Authors worry most about copyright restrictions imposed by their publishers. On this topic, it is important to point out that Open Access publishers do not have any copyright restrictions at all: they allow the copyright to remain with the author of an article and they permit the author to do anything he or she wants with the article, including making unlimited numbers of copies for distribution, using them for teaching and so forth. This is quite unlike the restrictions imposed by many traditional publishers who require the author to relinquish copyright to the publisher and lay down strict rules about how the article may be used by the author and others. So with respect to self-archiving in repositories, authors worry that the publisher, who in most cases holds the copyright, will not permit this activity. In fact,
over 60% of journals do allow self-archiving of the final, peer-reviewed version of an article (the ‘postprint’) and a further 32% allow the author to self-archive the ‘preprint’, the article before it has been peer reviewed.
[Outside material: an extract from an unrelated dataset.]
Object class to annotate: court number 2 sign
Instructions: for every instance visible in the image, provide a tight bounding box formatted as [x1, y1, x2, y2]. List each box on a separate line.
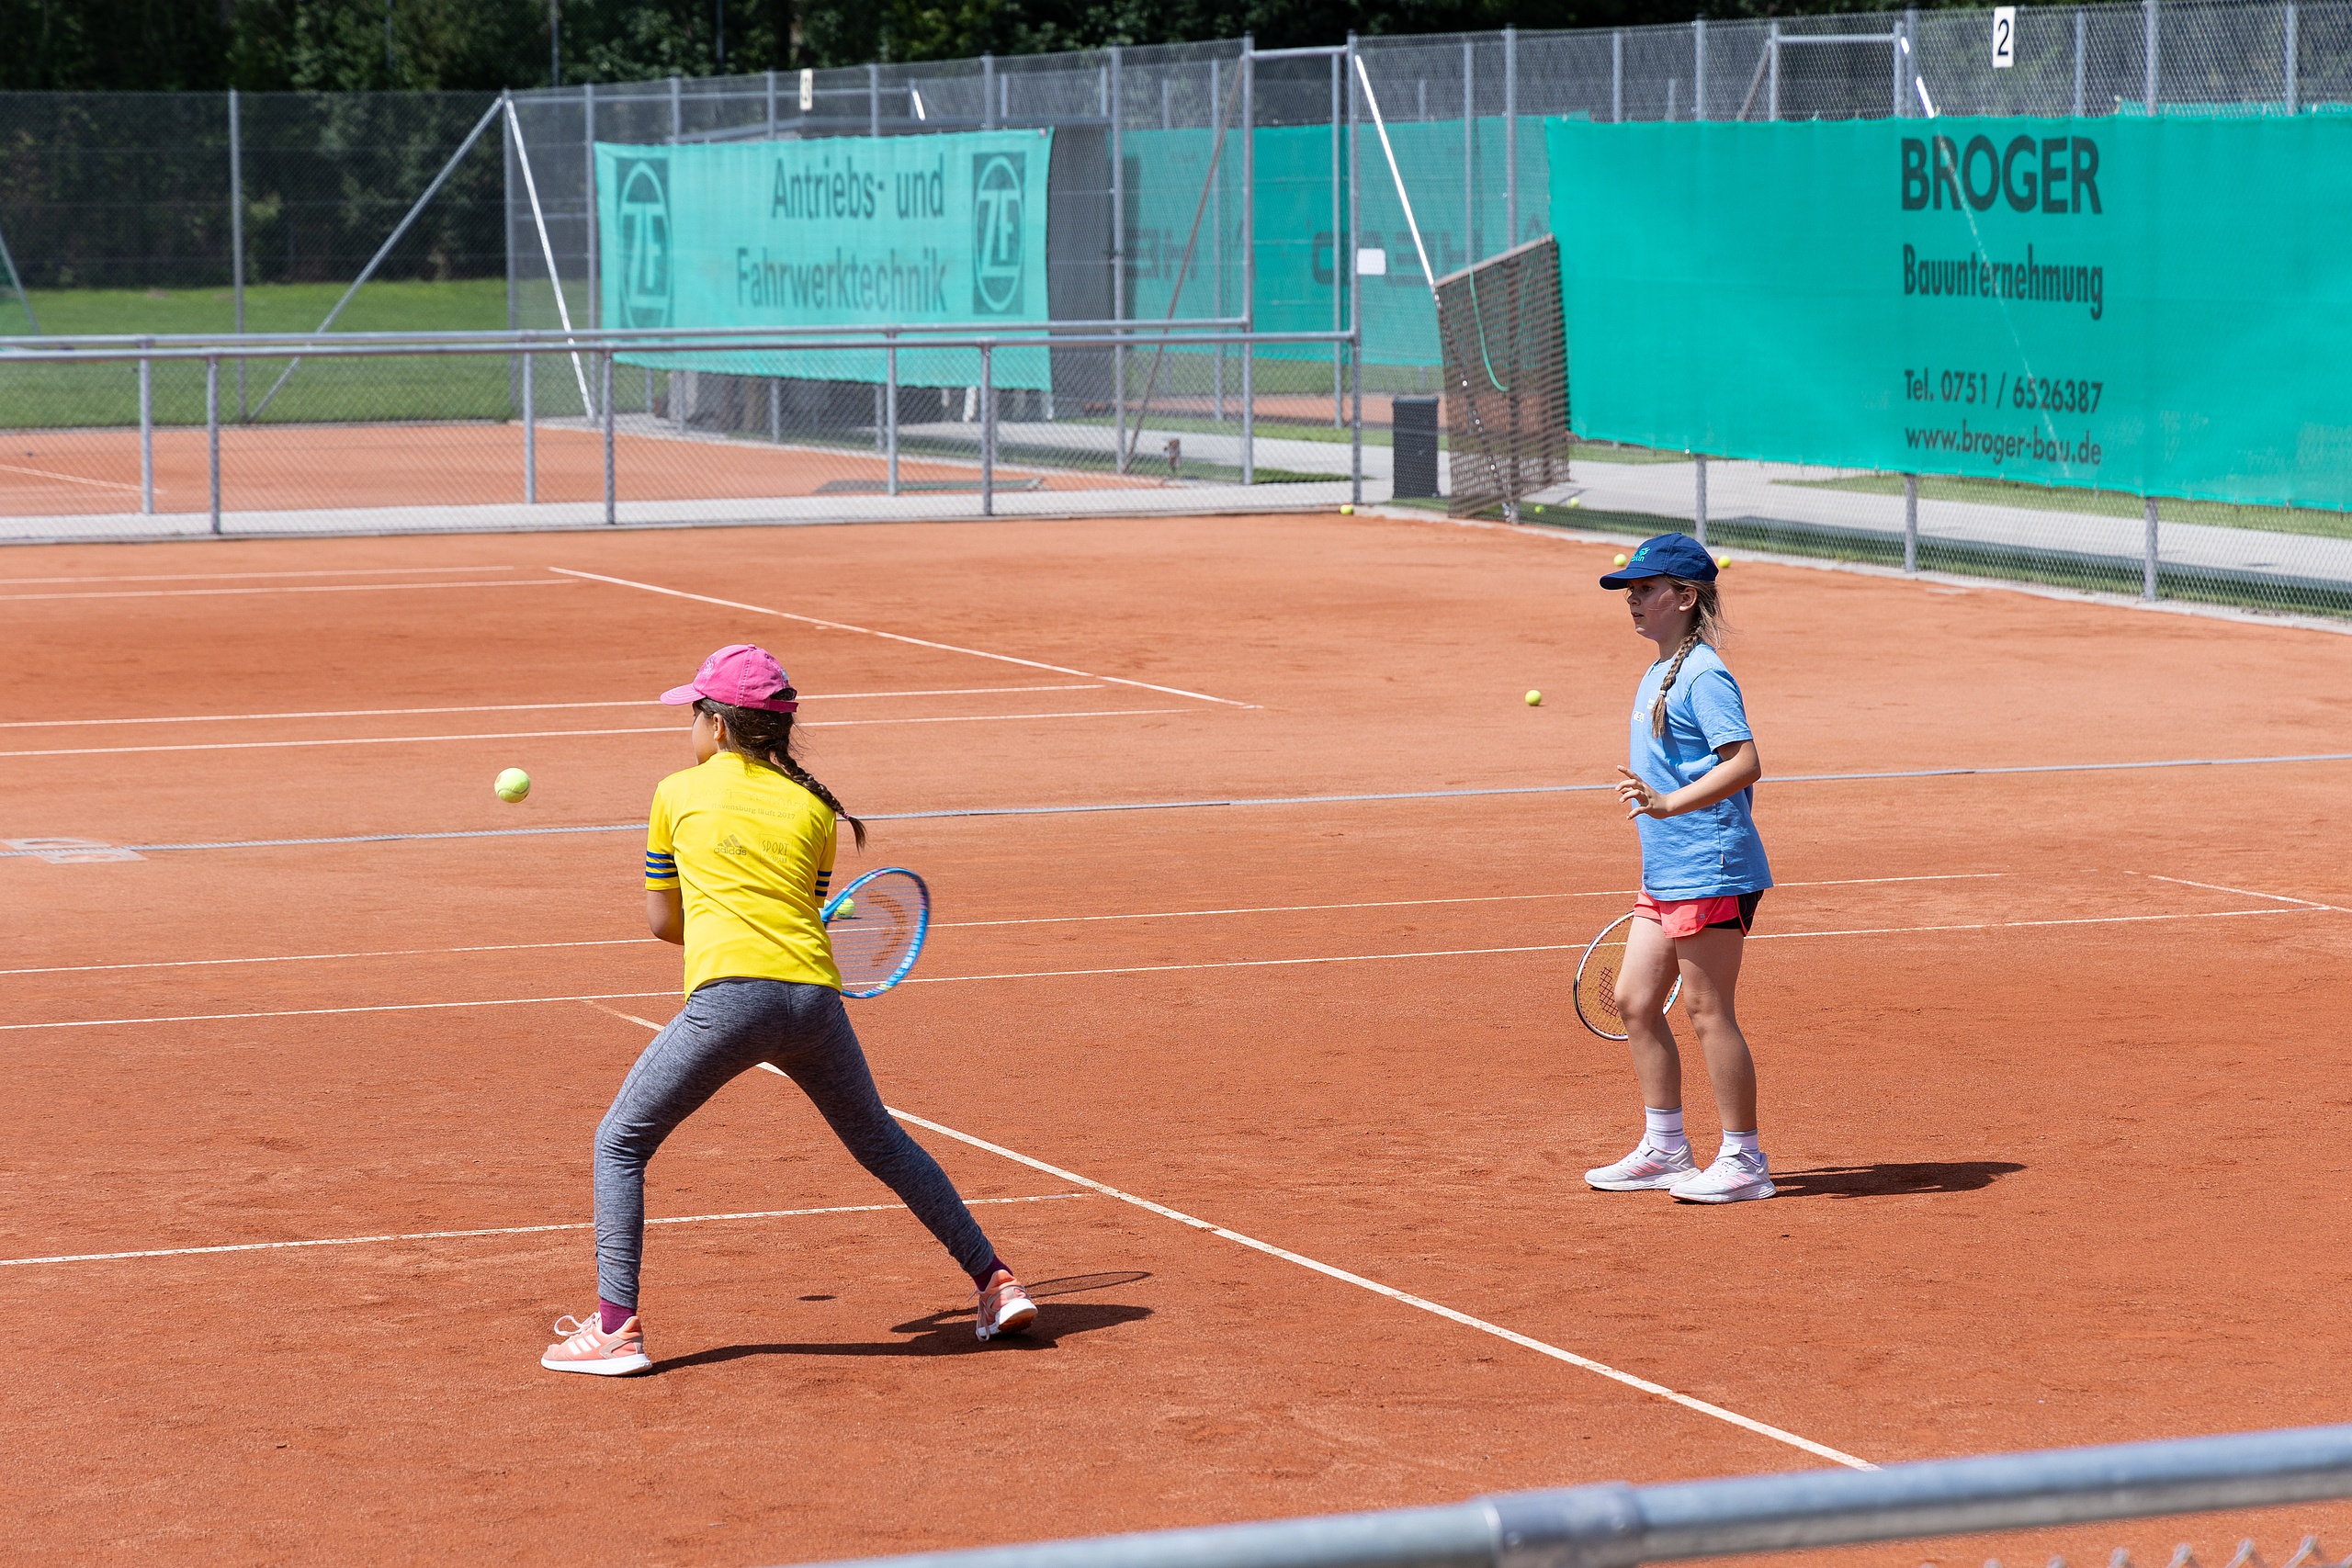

Authors also worry about how easy it might be to deposit an article in their repository. The process is very simple, consisting of a series of steps for filling in a form that the repository software provides. Details required include the article metadata (authors’ names, affiliations, title of the article and so on) and some other information about the type of article it is and whether it has been peer reviewed; there is an uploading step where the article file is sent to the repository; and there are a few final pieces of information to fill in. The whole process is not unlike the procedure for submitting an article to a journal through the publisher’s online submission system. Researchers who were
surveyed about this told us that they found the process generally easy. We also know from an
examination of log files at one large repository that it takes just a few minutes to do.